Based on these conclusions, we can summarize the state transitions for locking and unlocking processes:

Continuous Locking

unlocked
-> 1 owner
-> 1 owner, 1 pender
-> 1 owner, 1 pender, 1 successor
-> 1 owner, 1 pender, 1 successor, 1 queuer
-> 1 owner, 1 pender, 1 successor, 2 queuer
-> ...
-> 1 owner, 1 pender, 1 successor, N queuer

Continuous Unlocking

-> 1 owner, 1 pender, 1 successor, N queuer
-> 1 owner, 1 successor, N queuer
-> 1 owner, 1 successor, (N-1) queuer
-> 1 owner, 1 successor, (N-2) queuer
-> ...
-> 1 owner, 1 successor
-> 1 owner
-> unlocked

There are also some subtle variations to consider. For instance, if a spinner arrives between the owner releasing the lock and the pender acquiring it, what happens? I’ll leave that for the reader to ponder.

Why Have Both pender and successor Roles

This primarily stems from practical testing, which revealed that when there are two spinners, and one waits on the spinlock variable while the other waits on its mcs node variable, this can lead to an additional mcs node cacheline read. This results in a cold cache miss, which is more costly than the potential cache bouncing incurred by having both spinners wait on the spinlock. To optimize this, the pending flag and thus the pender role were introduced during the development of qspinlock.
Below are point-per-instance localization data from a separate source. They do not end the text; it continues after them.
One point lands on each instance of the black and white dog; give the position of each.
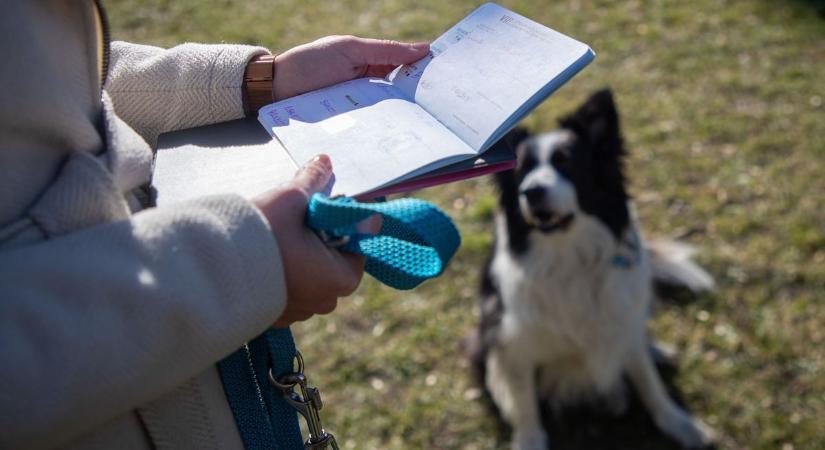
(568, 288)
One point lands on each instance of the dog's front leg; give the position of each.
(669, 417)
(512, 384)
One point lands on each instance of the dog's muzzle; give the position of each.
(541, 214)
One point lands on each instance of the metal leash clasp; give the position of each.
(307, 402)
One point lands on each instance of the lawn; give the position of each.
(722, 108)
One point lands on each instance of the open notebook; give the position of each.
(426, 123)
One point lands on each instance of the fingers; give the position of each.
(383, 52)
(315, 175)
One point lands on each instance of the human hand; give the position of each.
(315, 274)
(335, 59)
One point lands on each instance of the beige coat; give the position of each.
(112, 316)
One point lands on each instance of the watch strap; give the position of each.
(257, 83)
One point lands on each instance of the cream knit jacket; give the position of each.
(112, 317)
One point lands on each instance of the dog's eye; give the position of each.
(527, 163)
(560, 159)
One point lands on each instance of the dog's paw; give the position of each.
(617, 402)
(530, 439)
(688, 431)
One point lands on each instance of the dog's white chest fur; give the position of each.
(569, 310)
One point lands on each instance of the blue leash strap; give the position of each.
(415, 243)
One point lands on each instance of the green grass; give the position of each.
(722, 107)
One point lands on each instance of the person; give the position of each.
(113, 313)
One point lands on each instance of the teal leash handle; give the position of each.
(415, 243)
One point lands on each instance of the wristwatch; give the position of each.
(257, 83)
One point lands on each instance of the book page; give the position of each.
(373, 134)
(485, 69)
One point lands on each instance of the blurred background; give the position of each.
(723, 115)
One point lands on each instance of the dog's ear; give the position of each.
(597, 121)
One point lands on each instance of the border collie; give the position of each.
(567, 290)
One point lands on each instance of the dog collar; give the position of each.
(628, 253)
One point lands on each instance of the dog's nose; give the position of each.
(534, 195)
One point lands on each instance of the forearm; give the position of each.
(156, 90)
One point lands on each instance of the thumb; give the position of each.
(386, 52)
(315, 175)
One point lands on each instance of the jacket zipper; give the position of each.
(104, 25)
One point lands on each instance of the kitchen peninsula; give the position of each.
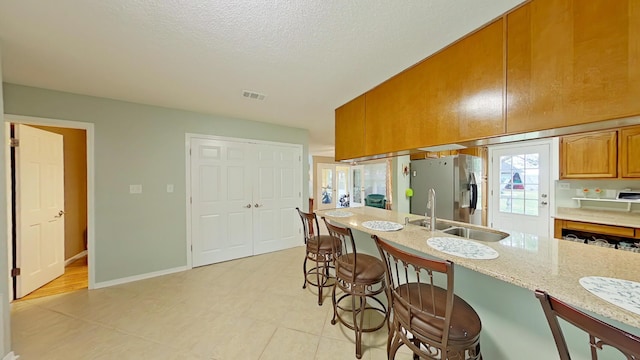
(501, 289)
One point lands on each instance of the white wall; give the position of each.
(5, 332)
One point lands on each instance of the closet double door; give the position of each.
(243, 198)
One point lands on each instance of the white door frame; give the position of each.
(554, 172)
(188, 137)
(90, 131)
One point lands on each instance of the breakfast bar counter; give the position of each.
(501, 289)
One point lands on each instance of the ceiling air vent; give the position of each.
(253, 95)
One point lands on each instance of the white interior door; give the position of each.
(326, 186)
(357, 184)
(221, 208)
(277, 192)
(39, 208)
(519, 182)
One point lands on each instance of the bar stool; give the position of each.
(321, 250)
(361, 279)
(600, 333)
(430, 320)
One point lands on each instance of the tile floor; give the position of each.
(252, 308)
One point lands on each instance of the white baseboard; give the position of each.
(129, 279)
(11, 356)
(75, 257)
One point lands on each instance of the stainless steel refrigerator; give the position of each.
(456, 182)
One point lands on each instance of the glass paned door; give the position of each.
(519, 185)
(519, 182)
(343, 186)
(326, 186)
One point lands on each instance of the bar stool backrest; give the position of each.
(349, 257)
(600, 333)
(309, 224)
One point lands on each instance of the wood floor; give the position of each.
(75, 277)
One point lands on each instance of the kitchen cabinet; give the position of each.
(455, 95)
(629, 152)
(604, 154)
(572, 62)
(350, 130)
(589, 155)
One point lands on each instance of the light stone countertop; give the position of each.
(527, 261)
(616, 218)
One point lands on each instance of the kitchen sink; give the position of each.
(476, 234)
(459, 229)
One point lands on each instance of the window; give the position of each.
(375, 179)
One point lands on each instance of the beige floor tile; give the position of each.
(252, 308)
(381, 354)
(331, 349)
(232, 337)
(291, 344)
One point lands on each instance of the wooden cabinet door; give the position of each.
(455, 95)
(572, 62)
(350, 129)
(588, 156)
(629, 152)
(393, 109)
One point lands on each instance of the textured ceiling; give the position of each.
(307, 56)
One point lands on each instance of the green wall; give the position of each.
(140, 144)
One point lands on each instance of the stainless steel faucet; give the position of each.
(431, 208)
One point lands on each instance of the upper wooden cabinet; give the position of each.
(455, 95)
(591, 155)
(572, 62)
(629, 152)
(350, 129)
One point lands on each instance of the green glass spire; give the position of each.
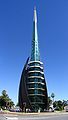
(35, 49)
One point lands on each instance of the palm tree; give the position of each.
(53, 95)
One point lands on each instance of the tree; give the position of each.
(5, 101)
(49, 102)
(53, 95)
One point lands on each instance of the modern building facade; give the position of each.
(32, 88)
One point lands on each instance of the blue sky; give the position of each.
(16, 26)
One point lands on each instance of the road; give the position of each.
(34, 117)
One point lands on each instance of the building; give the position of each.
(32, 88)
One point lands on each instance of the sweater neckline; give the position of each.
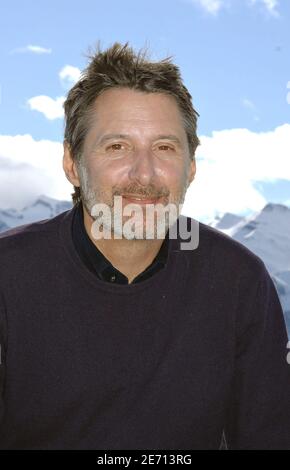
(171, 272)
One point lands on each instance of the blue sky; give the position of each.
(234, 59)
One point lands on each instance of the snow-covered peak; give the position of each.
(43, 207)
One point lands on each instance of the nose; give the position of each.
(143, 167)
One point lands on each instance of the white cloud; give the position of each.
(211, 6)
(214, 6)
(270, 5)
(288, 94)
(51, 108)
(31, 48)
(248, 104)
(228, 165)
(29, 168)
(69, 75)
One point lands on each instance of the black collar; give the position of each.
(99, 264)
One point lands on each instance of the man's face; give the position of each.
(136, 148)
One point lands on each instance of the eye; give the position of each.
(115, 146)
(165, 147)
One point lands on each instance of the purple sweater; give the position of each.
(168, 363)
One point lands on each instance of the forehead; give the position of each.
(121, 106)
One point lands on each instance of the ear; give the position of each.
(191, 172)
(69, 165)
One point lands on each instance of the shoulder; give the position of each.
(26, 240)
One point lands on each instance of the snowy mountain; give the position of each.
(267, 234)
(43, 208)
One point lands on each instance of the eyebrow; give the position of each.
(107, 137)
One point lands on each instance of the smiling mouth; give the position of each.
(141, 200)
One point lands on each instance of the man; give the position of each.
(114, 340)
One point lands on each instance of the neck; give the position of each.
(130, 257)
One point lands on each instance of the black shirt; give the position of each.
(99, 264)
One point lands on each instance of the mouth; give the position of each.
(141, 200)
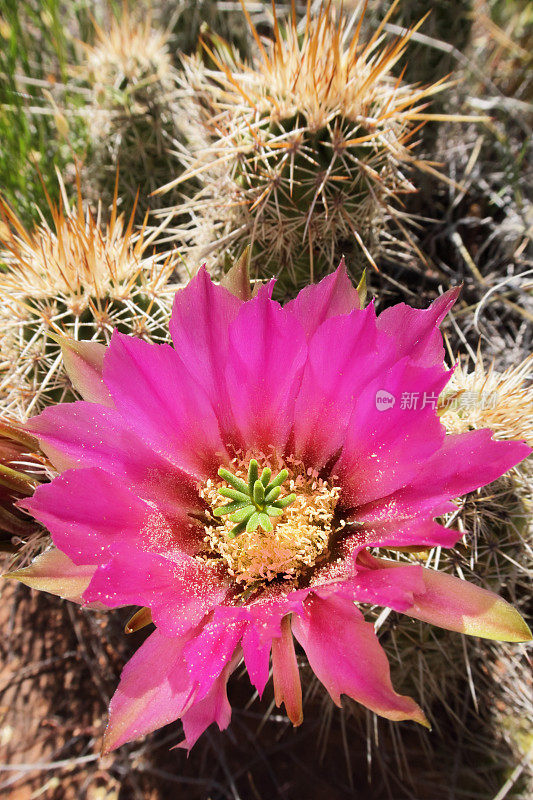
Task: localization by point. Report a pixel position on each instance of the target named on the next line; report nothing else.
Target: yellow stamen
(300, 536)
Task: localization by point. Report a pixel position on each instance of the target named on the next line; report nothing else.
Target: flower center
(274, 527)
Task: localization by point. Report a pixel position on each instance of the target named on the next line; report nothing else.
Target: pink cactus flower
(236, 486)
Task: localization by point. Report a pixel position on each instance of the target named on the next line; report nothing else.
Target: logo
(384, 400)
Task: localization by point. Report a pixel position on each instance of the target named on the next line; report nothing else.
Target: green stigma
(253, 503)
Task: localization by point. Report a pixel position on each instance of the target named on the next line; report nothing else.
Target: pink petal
(393, 587)
(465, 462)
(457, 605)
(155, 689)
(414, 332)
(201, 316)
(84, 364)
(332, 296)
(256, 657)
(344, 653)
(208, 653)
(54, 572)
(164, 404)
(413, 532)
(178, 593)
(267, 352)
(287, 687)
(89, 435)
(385, 447)
(214, 707)
(92, 515)
(344, 355)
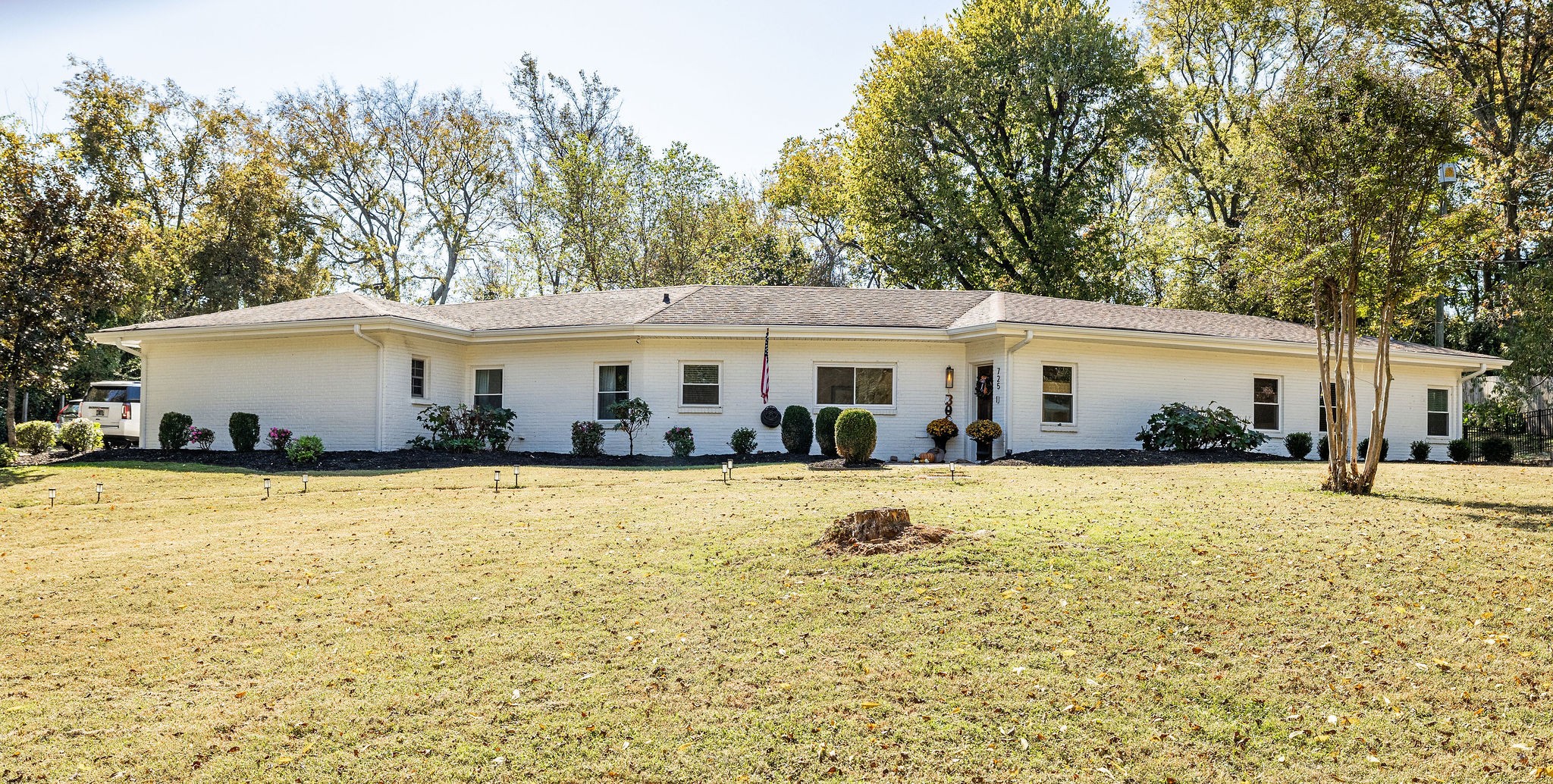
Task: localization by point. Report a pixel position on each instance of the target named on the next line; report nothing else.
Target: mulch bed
(398, 460)
(1131, 456)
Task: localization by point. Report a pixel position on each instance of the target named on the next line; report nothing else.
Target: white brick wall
(322, 385)
(327, 385)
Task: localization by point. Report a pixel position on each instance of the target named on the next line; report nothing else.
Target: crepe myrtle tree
(1350, 158)
(631, 418)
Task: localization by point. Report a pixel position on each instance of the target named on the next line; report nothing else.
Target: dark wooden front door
(984, 407)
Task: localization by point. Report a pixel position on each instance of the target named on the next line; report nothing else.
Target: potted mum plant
(984, 432)
(942, 431)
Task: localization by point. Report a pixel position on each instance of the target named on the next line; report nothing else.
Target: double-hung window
(701, 384)
(1266, 404)
(1056, 395)
(418, 378)
(488, 388)
(853, 385)
(613, 387)
(1438, 412)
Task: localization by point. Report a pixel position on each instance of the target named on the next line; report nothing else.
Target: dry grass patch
(1191, 623)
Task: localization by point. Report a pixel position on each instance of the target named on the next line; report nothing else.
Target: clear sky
(729, 78)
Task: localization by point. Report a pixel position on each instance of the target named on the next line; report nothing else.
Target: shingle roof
(772, 306)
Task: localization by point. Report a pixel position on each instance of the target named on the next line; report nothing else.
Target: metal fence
(1530, 435)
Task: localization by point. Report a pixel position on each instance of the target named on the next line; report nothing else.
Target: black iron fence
(1530, 435)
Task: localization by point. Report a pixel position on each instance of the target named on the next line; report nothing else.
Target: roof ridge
(670, 302)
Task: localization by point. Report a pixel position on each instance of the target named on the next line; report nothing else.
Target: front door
(984, 406)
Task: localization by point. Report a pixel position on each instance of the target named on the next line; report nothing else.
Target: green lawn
(1212, 623)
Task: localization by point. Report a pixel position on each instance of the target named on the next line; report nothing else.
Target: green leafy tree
(982, 152)
(1218, 66)
(1350, 160)
(62, 259)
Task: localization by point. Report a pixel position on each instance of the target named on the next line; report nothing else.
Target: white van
(115, 407)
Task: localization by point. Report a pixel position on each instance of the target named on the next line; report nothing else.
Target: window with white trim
(1056, 395)
(1438, 412)
(701, 384)
(613, 387)
(488, 388)
(418, 378)
(1266, 404)
(855, 385)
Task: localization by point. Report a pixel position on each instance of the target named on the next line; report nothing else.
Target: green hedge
(856, 434)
Why Increment the CPU ID by 1 Before Storing it in tail in Actual Code Implementation

In actual code implementation, there are instances where it is necessary to determine whether a successor or queuer exists. This determination is made by checking if tail is 0. Therefore, we must encode the cpu id by incrementing it by 1 before storing it. Otherwise, if tail is 0, it would be unclear whether it means that successor and queuer don’t exist, or if it simply indicates that the cpu id of the successor or queuer is 0.